The university’s efforts over the past several years to satisfy its regional accrediting body have succeeded. The Southern Association of Colleges and Schools notified the university late last semester that its accreditation with the organization has been reaffirmed.
What’s more, the reaffirmation comes with no required monitoring or probationary period, said Dr. Nancy Shankle, chair of the university’s Reaffirmation Leadership Team.
Faculty members from other accredited universities represented Georgia-based SACS during a visit to campus last year, and the SACS decision means no more monitoring will be necessary until 2021. Shankle said only seven percent of the institutions audited by SACS last year were not required to present follow-up information regarding faculty credentials.
“We demonstrated compliance with a whole range of requirements within that first go around,” Shankle said.
Accredited institutions are required to provide two separate documents as part of the SACS reaffirmation process. The Compliance Certification is an audit of the requirements prescribed by the organization and the federal government. The other document is the Quality Enhancement Plan, which at ACU focuses on undergraduate research literacy.

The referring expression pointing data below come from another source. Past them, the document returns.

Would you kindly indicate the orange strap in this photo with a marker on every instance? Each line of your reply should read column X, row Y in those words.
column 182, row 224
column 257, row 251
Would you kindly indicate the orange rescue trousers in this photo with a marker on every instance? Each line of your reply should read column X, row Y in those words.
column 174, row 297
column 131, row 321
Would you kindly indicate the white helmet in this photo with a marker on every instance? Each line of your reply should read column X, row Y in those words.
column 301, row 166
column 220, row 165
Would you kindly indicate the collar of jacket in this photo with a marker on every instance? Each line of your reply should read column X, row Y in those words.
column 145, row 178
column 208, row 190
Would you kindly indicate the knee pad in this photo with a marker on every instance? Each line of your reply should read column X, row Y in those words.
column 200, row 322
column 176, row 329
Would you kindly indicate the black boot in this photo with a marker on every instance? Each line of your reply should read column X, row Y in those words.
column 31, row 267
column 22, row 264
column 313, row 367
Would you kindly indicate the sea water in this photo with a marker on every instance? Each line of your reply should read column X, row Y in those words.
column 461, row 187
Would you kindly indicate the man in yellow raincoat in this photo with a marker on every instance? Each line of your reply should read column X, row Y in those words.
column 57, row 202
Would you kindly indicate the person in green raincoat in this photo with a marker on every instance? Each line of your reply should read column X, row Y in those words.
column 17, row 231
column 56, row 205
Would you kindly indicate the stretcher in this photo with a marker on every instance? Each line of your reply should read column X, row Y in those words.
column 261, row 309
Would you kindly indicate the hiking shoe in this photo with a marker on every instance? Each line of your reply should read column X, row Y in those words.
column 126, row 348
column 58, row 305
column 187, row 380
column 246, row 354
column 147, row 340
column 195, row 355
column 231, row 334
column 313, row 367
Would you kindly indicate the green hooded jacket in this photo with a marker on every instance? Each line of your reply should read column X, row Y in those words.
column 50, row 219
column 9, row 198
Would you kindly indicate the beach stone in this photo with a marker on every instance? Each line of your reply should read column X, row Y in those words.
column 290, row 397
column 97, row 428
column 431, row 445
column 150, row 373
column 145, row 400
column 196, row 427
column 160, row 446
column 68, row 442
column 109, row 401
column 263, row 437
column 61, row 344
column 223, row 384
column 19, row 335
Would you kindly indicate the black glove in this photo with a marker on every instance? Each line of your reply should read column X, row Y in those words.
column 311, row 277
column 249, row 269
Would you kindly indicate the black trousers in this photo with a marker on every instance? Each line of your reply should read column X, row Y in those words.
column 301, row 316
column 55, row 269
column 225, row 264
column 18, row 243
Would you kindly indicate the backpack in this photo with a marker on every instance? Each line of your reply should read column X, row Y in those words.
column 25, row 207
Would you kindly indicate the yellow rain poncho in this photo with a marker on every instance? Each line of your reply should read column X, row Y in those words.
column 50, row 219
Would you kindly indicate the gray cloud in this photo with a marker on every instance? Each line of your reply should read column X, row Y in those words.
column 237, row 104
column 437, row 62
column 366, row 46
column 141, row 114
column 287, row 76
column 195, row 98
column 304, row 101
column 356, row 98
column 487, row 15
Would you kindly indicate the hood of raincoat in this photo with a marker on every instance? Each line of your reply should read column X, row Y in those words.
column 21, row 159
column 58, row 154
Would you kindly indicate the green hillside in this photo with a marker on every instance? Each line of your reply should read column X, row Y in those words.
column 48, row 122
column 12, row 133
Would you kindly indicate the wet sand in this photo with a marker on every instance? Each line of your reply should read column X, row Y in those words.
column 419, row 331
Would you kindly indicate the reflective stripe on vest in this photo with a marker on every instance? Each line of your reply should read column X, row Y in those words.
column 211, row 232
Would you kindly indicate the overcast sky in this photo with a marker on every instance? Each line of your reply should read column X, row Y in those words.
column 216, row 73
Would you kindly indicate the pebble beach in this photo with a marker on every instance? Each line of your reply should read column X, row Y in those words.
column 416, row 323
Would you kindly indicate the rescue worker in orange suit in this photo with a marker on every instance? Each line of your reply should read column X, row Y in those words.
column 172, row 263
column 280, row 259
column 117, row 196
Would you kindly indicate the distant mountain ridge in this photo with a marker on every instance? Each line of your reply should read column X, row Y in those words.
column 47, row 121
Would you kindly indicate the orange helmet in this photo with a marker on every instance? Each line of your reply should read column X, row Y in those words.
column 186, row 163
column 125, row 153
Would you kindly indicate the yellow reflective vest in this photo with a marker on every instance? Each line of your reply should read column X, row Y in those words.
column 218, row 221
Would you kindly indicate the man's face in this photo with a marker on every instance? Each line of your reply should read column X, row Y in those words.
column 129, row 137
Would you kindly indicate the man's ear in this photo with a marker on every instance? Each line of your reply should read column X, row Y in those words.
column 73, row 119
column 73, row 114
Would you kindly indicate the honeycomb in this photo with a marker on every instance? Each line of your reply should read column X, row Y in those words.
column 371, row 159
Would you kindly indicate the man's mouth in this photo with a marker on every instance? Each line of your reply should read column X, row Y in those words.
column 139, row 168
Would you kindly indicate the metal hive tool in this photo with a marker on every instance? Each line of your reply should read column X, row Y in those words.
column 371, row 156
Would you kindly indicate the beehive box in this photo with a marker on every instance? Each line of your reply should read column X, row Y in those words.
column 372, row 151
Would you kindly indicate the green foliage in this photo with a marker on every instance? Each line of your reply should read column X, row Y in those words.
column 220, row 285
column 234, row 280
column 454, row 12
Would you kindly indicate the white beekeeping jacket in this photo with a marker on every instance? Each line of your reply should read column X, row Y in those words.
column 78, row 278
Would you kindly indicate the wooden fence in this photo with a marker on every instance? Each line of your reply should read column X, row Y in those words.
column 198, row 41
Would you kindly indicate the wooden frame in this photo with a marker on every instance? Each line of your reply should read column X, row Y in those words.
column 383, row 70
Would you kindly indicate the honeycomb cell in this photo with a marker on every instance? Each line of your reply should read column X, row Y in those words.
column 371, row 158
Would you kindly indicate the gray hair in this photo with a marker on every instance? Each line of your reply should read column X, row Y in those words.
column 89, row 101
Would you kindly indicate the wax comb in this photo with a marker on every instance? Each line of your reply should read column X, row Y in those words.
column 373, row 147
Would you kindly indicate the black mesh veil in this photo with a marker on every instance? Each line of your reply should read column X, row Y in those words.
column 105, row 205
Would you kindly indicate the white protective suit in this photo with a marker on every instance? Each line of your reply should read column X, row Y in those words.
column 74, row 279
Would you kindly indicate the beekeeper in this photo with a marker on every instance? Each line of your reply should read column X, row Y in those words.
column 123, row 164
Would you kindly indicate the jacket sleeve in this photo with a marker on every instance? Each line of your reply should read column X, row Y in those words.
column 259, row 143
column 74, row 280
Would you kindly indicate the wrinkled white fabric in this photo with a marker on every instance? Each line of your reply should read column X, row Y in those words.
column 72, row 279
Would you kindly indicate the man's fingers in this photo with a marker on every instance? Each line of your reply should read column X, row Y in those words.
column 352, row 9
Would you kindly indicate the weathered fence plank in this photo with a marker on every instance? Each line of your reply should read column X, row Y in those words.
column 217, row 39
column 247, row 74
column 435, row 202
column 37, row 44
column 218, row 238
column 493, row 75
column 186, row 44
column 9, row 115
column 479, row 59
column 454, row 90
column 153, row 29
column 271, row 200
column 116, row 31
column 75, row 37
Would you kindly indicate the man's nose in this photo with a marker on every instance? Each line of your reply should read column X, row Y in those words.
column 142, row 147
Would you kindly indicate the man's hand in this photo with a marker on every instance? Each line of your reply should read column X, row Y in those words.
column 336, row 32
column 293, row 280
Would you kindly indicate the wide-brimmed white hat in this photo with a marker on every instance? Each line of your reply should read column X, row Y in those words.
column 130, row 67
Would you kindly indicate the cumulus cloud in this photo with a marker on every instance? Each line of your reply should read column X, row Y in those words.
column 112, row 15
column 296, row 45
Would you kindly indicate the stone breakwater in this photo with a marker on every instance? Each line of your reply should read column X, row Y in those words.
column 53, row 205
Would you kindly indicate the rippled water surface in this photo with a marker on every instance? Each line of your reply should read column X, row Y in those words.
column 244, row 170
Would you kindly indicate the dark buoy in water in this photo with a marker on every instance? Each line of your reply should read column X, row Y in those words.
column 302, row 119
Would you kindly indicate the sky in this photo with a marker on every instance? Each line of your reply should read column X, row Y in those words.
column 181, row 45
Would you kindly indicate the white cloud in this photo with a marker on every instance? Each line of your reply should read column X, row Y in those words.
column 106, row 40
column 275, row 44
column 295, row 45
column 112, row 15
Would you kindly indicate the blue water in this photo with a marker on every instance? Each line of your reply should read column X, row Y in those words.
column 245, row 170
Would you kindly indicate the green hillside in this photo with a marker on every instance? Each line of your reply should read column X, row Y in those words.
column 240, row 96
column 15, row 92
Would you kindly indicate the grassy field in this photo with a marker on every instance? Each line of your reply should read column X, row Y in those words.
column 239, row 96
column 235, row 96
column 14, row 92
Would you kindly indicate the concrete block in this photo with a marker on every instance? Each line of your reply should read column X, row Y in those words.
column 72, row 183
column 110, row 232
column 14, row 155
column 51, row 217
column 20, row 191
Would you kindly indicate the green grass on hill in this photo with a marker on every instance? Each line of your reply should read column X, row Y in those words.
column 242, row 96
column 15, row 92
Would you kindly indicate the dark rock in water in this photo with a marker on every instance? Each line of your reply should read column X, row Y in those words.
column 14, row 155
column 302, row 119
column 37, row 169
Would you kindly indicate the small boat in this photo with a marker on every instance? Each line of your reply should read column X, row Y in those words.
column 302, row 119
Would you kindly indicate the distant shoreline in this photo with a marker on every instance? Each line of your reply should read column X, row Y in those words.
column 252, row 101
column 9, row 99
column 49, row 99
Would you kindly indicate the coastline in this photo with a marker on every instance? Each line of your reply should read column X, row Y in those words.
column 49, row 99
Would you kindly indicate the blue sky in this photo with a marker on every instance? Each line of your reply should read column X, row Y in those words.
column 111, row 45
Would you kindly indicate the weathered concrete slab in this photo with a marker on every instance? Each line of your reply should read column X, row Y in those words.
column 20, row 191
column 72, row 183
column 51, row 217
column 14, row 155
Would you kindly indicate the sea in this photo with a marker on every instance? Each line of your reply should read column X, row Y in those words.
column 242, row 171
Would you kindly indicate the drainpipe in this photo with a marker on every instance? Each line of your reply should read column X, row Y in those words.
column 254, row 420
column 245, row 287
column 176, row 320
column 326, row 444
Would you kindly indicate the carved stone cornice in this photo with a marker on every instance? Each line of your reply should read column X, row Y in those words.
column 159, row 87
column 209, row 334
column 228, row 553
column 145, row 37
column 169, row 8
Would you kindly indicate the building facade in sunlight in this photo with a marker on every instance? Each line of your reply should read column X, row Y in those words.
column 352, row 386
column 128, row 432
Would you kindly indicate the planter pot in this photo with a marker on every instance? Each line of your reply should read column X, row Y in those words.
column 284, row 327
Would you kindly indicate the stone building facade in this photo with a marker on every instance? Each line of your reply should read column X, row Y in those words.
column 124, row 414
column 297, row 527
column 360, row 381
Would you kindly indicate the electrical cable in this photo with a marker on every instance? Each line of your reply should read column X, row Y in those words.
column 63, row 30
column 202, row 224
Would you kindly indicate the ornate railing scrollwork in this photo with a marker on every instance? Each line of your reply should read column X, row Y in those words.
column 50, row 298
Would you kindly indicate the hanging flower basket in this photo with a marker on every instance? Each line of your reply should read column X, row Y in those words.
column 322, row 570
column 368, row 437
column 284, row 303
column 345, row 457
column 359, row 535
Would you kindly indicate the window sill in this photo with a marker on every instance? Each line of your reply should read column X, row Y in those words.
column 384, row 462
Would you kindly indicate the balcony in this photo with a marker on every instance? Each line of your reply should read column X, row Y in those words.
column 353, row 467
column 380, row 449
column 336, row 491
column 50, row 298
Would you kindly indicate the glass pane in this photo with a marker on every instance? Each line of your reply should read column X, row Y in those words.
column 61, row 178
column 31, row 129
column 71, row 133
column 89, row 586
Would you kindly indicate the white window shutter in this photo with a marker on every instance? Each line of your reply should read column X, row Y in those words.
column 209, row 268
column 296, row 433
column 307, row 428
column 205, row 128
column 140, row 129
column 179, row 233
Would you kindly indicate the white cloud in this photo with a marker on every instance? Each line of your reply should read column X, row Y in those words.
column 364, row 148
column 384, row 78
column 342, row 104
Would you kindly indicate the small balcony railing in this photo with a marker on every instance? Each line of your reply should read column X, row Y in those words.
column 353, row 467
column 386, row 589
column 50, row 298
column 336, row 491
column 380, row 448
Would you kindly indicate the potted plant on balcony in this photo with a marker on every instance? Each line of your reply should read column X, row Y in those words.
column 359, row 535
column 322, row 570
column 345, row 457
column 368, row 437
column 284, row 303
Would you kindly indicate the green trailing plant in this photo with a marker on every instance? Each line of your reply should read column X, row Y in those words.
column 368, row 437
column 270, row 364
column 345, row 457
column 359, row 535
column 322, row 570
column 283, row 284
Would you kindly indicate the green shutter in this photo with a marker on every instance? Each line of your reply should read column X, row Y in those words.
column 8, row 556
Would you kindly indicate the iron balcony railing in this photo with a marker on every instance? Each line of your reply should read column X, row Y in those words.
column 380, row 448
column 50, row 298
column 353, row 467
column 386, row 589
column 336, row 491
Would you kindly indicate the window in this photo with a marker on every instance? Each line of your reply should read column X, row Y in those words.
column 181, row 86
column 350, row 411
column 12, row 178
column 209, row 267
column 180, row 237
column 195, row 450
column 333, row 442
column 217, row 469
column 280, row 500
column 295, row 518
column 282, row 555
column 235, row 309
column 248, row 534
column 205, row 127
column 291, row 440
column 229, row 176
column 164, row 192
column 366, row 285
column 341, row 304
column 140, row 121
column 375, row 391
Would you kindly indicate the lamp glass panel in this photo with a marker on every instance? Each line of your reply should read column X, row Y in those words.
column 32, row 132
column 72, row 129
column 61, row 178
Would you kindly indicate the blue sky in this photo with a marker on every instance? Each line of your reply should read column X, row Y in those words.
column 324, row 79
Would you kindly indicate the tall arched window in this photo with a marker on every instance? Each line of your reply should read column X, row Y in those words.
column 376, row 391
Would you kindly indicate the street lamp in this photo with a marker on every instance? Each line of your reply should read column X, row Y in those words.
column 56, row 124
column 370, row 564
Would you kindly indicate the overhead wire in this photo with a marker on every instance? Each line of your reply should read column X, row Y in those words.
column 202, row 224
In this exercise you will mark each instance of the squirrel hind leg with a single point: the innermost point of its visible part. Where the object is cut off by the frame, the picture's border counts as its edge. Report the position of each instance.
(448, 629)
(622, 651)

SACS is one of six regional accrediting bodies recognized by the federal government. The university achieved accreditation in 1951 and has maintained it since.
The Compliance Certification
Shankle said she knew the process was going well when members of the accreditation committee started canceling meetings during their onsite visit in the fall.
“They had already answered their questions,” Shankle said.
Shankle and the rest of the Reaffirmation Leadership Team, Dr. Tom Winter, professor of social work and former vice provost, Dr. Tom Milholland, director of Institutional Research and Assessment, and Dr. Phyllis Bolin, director of Pursuit QEP, had to demonstrate that ACU’s general education program was comprehensive and that the students are meeting the student learning outcomes through assessments.
Shankle said some questions remained related to the new CORE curriculum. Because the SACS visit was the same year the new curriculum was implemented, students hadn’t finished the first semester and their learning couldn’t be assessed.
“We collected evidence from the end of the fall semester, a year ago, and then the spring semester,” Shankle said. “We said, ‘Here’s the assessment we did under the old gen ed, here’s the plan for our full new gen ed and here’s what we’ve done during the first year.’ And then we crossed our fingers.”
Shankle said ACU’s track record showed the accreditation committee that ACU would implement the plan well, so it didn’t assign any monitoring reports.
The Quality Enhancement Plan
The other document required as part of the reaffirmation process was the Quality Enhancement Plan. While the Compliance Certification looks at what the institution has done in the past, the QEP examines the plan the university has for enhancing future student learning, said Dr. Phyllis Bolin, director of Pursuit QEP.
ACU’s QEP, Pursuit, is designed to build a community of research, scholarship and creative expression.
“Pursuit will benefit students because undergraduate research is an exciting way to engage in an academic discipline inside and outside the classroom,” Bolin said. “It also leads to a deeper understanding of their chosen academic discipline.”
The focus of Pursuit, research literacy, was chosen after an intense process of conducting discussions with faculty, staff students and alumni.
“It is a broad-based far-sighted vision for transformative learning experiences for students,” Bolin said.
The QEP group examined each facet of the Pursuit plan in detail, met with faculty and students and questioned many across campus about the plan for Pursuit and its implementation during its onsite visit last April.
“They were very complimentary and made no recommendations for the QEP,” Bolin said. “That is good because a recommendation means that they believe there are significant problems to be addressed.”
Because of the positive response, the team began to implement the QEP in earnest in fall 2011.
Shankle said it is in the best interest of ACU and its students to maintain accreditation. To be in good standing with the federal government, a university must be accredited by one of the six regional accrediting bodies.
“Professors who do research cannot receive any grant money unless we are regionally accredited, and students can not receive any federal loans unless we are accredited,” Shankle said.
ACU also has a dozen or more specialized accreditations, which would not be possible without the regional accreditation. Several departments and colleges have achieved accreditation within their fields.
But the Reaffirmation Leadership team must prove the university’s worth in more than just an academic realm.
The accrediting body requires that they present data concerning all aspects of the university. Student life, library and learning resources, the board of trustees and financial resources are a few of those areas.
“It covers every aspect of the university, and all of these rules are important because when we receive this accreditation it shows other universities that we are fully accredited,” Shankle said. “Our students’ degrees are more valuable because they are coming from an accredited university.”